Angst hat sie nur mehr vor der Theorie und der bald anstehenden Prüfung. Vor allem im schriftlichen Ausdruck hat sie noch große Schwierigkeiten. Trotzdem wurde sie mit Ablauf der zweijährigen Maßnahme zur Abschlussprüfung angemeldet. So schreiben es die Vorgaben der Agentur für Arbeit vor.

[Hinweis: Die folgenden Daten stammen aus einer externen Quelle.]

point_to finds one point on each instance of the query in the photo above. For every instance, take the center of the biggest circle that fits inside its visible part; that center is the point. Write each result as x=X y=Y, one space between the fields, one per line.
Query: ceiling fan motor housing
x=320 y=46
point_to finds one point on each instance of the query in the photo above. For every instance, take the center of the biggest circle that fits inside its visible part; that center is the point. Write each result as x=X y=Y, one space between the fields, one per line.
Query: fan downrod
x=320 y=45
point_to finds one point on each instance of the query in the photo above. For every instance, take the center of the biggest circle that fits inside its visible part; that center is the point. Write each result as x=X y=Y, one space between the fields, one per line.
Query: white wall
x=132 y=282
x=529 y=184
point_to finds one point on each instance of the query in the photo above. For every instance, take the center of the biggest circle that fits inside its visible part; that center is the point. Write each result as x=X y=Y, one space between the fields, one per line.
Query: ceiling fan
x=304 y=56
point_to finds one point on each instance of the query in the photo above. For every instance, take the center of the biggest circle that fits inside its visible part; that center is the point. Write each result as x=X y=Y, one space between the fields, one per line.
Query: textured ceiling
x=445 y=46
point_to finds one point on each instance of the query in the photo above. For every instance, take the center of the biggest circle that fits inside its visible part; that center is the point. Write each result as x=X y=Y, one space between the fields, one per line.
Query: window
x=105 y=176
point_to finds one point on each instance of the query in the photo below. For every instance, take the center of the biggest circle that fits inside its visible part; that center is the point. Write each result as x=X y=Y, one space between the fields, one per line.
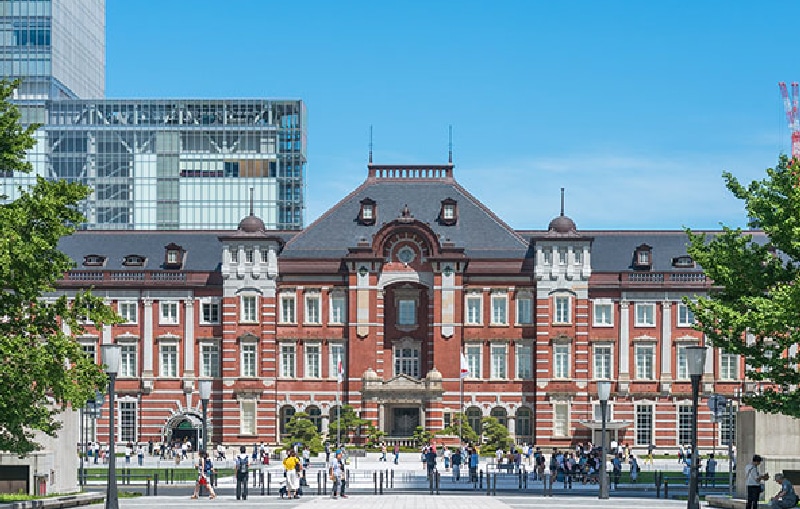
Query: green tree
x=349 y=422
x=756 y=292
x=495 y=435
x=302 y=429
x=44 y=369
x=461 y=423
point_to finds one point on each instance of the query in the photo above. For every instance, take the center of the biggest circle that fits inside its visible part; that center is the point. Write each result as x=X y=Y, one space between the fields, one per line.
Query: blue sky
x=635 y=108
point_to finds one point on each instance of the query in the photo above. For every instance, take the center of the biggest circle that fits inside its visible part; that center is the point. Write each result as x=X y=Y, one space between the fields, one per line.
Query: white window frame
x=498 y=355
x=473 y=309
x=562 y=309
x=288 y=308
x=602 y=319
x=499 y=309
x=165 y=315
x=312 y=360
x=338 y=308
x=642 y=319
x=129 y=311
x=561 y=360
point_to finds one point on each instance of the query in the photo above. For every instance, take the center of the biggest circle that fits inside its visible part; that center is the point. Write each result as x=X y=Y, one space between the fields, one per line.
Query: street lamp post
x=111 y=358
x=696 y=360
x=603 y=393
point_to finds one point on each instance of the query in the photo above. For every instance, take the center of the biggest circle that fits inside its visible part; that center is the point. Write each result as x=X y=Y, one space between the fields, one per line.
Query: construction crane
x=790 y=105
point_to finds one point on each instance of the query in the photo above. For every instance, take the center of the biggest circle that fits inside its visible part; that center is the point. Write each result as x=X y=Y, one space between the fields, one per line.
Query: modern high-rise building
x=153 y=164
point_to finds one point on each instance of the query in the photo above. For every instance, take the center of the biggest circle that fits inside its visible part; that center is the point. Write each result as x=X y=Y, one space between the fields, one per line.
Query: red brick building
x=397 y=280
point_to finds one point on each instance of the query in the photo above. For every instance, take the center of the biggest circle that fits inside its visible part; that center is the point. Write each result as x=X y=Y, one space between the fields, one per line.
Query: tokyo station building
x=397 y=280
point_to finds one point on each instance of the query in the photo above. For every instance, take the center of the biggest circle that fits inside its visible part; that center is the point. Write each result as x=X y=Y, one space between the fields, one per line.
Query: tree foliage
x=44 y=368
x=754 y=308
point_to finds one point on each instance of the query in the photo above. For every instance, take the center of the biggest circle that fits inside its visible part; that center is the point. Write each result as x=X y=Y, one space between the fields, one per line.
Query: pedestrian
x=242 y=467
x=204 y=470
x=785 y=498
x=293 y=468
x=337 y=477
x=753 y=480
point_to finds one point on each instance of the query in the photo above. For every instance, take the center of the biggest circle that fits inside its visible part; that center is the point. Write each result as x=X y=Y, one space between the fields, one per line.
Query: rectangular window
x=644 y=362
x=603 y=315
x=169 y=360
x=127 y=367
x=524 y=362
x=313 y=367
x=247 y=417
x=644 y=425
x=338 y=308
x=287 y=309
x=524 y=310
x=473 y=353
x=336 y=353
x=499 y=310
x=645 y=314
x=169 y=313
x=560 y=419
x=249 y=308
x=248 y=367
x=127 y=421
x=128 y=311
x=729 y=366
x=406 y=312
x=209 y=360
x=209 y=312
x=685 y=316
x=684 y=424
x=499 y=354
x=561 y=361
x=602 y=362
x=474 y=304
x=288 y=361
x=562 y=315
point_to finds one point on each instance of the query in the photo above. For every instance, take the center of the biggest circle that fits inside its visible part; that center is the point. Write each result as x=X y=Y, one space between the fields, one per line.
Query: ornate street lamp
x=111 y=358
x=696 y=361
x=603 y=393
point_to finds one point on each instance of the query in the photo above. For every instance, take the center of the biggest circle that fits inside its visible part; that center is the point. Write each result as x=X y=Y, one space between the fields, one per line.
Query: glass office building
x=176 y=164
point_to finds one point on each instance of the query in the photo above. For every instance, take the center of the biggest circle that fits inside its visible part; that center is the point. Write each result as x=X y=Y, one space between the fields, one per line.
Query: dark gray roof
x=478 y=231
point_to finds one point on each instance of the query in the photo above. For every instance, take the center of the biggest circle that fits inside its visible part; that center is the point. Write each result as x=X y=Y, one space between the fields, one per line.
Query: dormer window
x=134 y=261
x=174 y=256
x=683 y=262
x=94 y=260
x=643 y=257
x=448 y=215
x=368 y=212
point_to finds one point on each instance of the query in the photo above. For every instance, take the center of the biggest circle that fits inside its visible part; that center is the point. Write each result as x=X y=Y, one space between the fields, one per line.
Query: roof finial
x=450 y=145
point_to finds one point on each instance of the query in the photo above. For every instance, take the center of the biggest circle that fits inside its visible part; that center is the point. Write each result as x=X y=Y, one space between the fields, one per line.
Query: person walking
x=753 y=478
x=336 y=473
x=785 y=498
x=293 y=468
x=204 y=470
x=242 y=468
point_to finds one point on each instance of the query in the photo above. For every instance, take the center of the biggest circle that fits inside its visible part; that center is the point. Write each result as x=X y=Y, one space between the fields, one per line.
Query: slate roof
x=478 y=230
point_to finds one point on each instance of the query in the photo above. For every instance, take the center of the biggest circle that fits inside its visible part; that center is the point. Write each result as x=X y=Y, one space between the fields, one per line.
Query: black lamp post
x=111 y=358
x=696 y=360
x=205 y=394
x=603 y=393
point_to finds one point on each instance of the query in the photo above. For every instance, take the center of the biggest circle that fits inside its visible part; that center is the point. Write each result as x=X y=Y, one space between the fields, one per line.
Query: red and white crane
x=790 y=105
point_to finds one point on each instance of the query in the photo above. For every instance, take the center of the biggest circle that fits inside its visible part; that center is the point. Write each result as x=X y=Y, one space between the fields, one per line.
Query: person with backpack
x=242 y=468
x=205 y=468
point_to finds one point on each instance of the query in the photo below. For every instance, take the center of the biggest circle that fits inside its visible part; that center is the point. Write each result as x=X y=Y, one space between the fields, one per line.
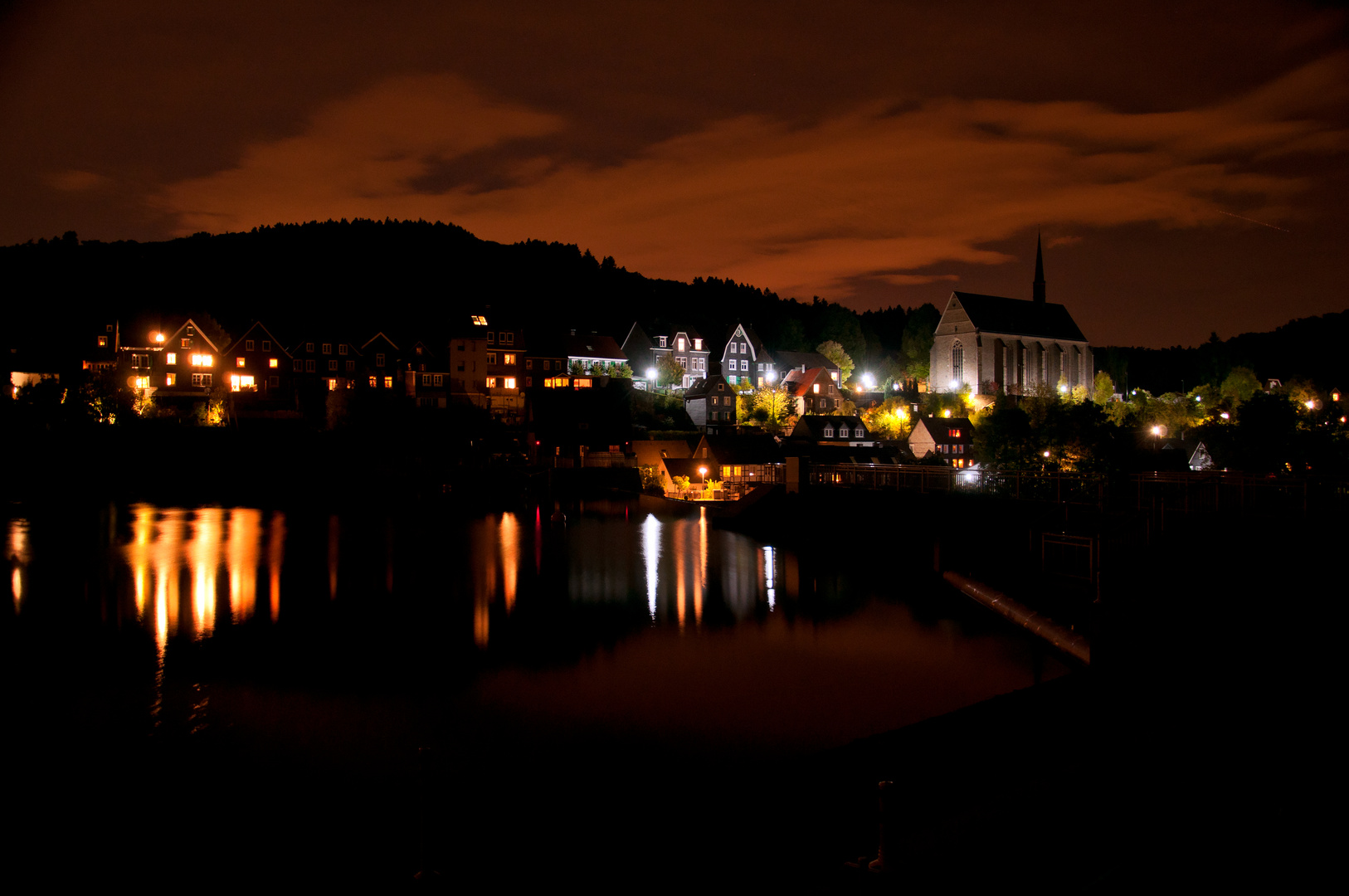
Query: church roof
x=1017 y=318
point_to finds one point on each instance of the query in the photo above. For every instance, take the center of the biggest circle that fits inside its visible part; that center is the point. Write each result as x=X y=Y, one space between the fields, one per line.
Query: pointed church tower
x=1038 y=288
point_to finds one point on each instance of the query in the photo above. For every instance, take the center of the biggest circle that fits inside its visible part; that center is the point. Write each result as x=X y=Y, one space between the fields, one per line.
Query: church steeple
x=1038 y=288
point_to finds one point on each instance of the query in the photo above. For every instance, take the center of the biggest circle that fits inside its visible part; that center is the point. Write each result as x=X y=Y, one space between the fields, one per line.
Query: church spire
x=1038 y=288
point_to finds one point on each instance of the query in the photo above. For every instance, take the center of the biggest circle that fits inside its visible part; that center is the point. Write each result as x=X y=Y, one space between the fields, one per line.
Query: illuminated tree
x=1103 y=389
x=835 y=353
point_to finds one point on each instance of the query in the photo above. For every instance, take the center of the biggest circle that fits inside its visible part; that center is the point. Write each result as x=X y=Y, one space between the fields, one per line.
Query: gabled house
x=834 y=431
x=952 y=439
x=814 y=390
x=993 y=343
x=429 y=373
x=745 y=362
x=467 y=359
x=788 y=362
x=327 y=362
x=382 y=364
x=258 y=364
x=741 y=460
x=711 y=404
x=685 y=344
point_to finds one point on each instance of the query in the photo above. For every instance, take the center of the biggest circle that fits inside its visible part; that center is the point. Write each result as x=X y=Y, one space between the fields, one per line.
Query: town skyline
x=1183 y=173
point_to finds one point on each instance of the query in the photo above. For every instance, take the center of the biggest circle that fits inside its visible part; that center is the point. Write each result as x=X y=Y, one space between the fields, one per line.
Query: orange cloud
x=801 y=209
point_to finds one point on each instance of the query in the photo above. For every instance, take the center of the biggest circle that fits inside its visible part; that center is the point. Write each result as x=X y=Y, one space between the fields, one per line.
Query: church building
x=991 y=343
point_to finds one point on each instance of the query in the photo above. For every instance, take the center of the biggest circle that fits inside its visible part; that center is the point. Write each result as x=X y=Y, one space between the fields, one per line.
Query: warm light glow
x=652 y=558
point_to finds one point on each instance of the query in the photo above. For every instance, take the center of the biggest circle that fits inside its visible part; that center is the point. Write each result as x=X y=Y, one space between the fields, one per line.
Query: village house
x=741 y=462
x=952 y=439
x=258 y=364
x=325 y=362
x=745 y=362
x=814 y=390
x=711 y=404
x=849 y=432
x=989 y=343
x=685 y=344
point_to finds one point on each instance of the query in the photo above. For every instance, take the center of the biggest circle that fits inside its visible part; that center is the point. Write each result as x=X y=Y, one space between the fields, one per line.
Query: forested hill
x=1310 y=348
x=409 y=278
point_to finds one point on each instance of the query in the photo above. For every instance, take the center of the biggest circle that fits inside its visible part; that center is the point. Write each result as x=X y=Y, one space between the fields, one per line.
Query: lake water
x=304 y=644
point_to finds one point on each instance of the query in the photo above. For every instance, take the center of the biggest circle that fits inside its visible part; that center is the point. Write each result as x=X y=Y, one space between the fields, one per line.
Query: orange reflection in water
x=17 y=553
x=275 y=553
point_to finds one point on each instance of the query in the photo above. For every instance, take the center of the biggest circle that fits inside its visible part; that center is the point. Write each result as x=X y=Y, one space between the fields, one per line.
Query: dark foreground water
x=239 y=693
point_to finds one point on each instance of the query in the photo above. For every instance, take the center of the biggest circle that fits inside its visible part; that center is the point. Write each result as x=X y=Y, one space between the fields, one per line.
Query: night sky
x=1185 y=162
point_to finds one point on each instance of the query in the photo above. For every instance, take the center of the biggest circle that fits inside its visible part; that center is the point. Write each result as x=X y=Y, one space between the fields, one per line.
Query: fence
x=1168 y=491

„Manche Auszubildenden brauchen etwas länger, um ihre Lernschwierigkeiten zu meistern. Auch wenn unsere Sozialpädagogen im Stützunterricht konkret an den Problemfächern arbeiten, reichen bei einigen Auszubildenden die zwei Jahre nicht aus, um die Defizite aus früheren Jahren auszugleichen,“ so Rolf Glaiter, Leiter des KOLPINB Ausbildungshotels St. Theresia. „Bei einigen Jugendlichen würde etwas weniger Druck und etwas mehr Zeit sicher viel helfen.“
Auf individuelle Bedürfnisse wird jedoch keine Rücksicht genommen. Die Agentur für Arbeit misst den Erfolg einer Maßnahme an der Zahl der Auszubildenden, die sich nach zwei Jahren zur Prüfung anmelden. Dabei wäre es oft sinnvoll, die Ausbildung um drei oder sechs Monate zu verlängern, um damit die Wahrscheinlichkeit des Bestehens zu erhöhen. Die Ausbilder in St. Theresia haben keine Wahl, als alle Jugendlichen zur Prüfung anzumelden und mit viel Druck auf diese vorzubereiten. Wohlwissend, dass einige noch nicht reif für die Prüfung sind und nach sechs Monaten nochmals antreten müssen. Dieser Misserfolg könnte Jugendlichen erspart bleiben, wenn die Regelungen flexibler gehandhabt würden.